How’s this for obvious:
It’s a bummer being poor.
How’s this for startling:
Many people don’t even know they’re poor.
But what else would you call it when debt overtakes your assets and/or slow investment growth can’t keep up?
And yes, that includes the possibility of outliving your retirement savings.
According to a Federal Reserve report issued this month, USA households are carrying a total deficit of $12.3trillion. The hard fact is one in seven Americans are living in the red.
If Americans with negative net worth are split into groups of equal size, here are the results:
- One third are in the red by $12,000 with credit cards being the main culprit,
- The next third are down between 12,500 to $47,500 beyond their assets’ ability to cover, and
- The final third owe $47,500 or more.
Unsurprisingly, student loan debt is the primary reason in the last two groups.

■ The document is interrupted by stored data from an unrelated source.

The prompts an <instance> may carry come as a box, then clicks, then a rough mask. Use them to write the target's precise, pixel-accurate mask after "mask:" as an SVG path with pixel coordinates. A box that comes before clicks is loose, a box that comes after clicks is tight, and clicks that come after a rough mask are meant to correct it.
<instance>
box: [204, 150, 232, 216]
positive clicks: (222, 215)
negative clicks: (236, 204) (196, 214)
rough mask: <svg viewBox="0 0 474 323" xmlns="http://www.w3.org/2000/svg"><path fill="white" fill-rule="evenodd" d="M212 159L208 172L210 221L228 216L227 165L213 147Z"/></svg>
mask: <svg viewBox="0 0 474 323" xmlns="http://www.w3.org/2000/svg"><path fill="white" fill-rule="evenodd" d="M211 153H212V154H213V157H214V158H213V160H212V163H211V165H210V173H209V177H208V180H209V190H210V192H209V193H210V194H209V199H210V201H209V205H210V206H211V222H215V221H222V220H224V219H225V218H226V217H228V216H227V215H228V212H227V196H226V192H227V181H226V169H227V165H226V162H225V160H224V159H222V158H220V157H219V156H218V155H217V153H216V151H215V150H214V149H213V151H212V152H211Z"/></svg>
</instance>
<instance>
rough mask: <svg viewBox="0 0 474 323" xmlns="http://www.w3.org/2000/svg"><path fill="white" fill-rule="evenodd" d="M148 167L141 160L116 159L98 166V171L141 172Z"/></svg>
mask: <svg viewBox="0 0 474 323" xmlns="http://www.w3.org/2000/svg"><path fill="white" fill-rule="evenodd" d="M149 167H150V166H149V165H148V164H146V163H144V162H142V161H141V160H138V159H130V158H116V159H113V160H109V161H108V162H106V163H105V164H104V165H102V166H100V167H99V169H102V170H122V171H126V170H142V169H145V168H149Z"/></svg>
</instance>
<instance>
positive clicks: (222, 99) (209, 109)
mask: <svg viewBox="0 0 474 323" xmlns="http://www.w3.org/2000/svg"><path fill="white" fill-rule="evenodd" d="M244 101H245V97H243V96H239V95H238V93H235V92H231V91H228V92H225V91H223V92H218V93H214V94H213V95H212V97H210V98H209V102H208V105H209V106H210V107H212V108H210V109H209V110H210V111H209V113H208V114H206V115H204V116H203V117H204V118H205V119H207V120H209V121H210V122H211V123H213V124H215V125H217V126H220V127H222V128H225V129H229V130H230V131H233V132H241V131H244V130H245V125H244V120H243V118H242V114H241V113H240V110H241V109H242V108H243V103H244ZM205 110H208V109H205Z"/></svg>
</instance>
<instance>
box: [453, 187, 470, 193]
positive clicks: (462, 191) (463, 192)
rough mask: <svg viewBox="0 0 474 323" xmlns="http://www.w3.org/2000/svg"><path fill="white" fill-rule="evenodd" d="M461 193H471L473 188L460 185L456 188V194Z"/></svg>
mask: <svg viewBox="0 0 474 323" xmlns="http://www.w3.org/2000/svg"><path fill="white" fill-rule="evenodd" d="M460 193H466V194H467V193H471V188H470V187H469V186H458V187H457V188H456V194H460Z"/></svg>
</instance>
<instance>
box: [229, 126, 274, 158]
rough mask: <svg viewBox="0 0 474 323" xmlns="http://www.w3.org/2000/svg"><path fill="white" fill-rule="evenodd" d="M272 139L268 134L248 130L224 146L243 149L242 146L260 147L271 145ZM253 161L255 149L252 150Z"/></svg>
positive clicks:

It often makes sense to borrow in young adulthood — education is important, and becoming a homeowner is usually a better deal than renting — but in an era of stagnant wages, repayment projections can easily go awry.
No wonder more and more people are looking to get involved with e-commerce to either enhance their income or take the plunge to seek financial independence.
Austere living is never fun, but the best way to deal with debt is to make a plan and then take action.
There’s no time like the present. Debt is costing you money every day. Possibly more than you realize.